男は、その年の10月か11月に、船でフィリピンへ発った。10月か11月と書いたのは、もうそのころには、すべてが混乱していたため、正確な記録がないからだ。船は民間船だった。

翌年の3月、男はフィリピンで戦死した。無論、はるか故郷で男の妻がそれより1ヶ月前に、自分の長男である4人目の子供を生んだことなど、男には知る由もなかった。

戦争が終わったとき、男の妻のもとには、8歳の長女を筆頭に、次女と三女、そして、乳飲み子だった長男が残された。

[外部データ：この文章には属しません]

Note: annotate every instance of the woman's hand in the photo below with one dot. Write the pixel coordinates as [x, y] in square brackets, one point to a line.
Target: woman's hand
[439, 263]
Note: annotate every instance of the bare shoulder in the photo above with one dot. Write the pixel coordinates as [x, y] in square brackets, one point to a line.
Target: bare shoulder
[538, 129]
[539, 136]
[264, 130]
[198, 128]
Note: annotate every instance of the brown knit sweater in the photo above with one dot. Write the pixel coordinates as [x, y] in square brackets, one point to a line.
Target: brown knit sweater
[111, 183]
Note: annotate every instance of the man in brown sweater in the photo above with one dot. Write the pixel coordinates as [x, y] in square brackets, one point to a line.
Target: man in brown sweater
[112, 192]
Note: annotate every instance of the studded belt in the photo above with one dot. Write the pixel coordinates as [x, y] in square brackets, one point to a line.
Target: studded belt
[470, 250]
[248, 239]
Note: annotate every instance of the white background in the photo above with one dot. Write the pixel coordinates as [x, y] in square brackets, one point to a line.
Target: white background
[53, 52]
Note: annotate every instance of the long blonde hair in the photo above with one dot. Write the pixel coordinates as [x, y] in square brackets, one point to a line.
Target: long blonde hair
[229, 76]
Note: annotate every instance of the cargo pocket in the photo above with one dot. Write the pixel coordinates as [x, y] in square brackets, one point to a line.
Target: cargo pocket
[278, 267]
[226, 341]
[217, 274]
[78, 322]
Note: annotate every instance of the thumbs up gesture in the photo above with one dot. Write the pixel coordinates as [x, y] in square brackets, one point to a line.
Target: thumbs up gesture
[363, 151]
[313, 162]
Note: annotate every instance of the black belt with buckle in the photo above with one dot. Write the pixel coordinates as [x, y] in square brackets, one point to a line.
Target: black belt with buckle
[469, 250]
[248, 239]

未亡人となった男の妻は、「戦争未亡人」として、周囲から好奇の眼を浴び、嫌がらせを受けた。再婚したい人もあらわれたが、結局、それはできかった。何かの機会に酒を飲むと、そのたびに男の妻は、夫の位牌を箸でたたいては、泣きながら独りごちるのだった。

「お父さん、何で帰ってきてくれないんだ。お父さんさえ帰ってきてくれていたら。」

貸していた田んぼは、「不在地主」であるとして、農地改革によりすべて借主のものになった。まだ子供だった長女がほとんど学校へ行かず、夫の妻といっしょに、残った土地で米や野菜を作り、かつては自分たちのものだった土地を、少しずつ買い戻していった。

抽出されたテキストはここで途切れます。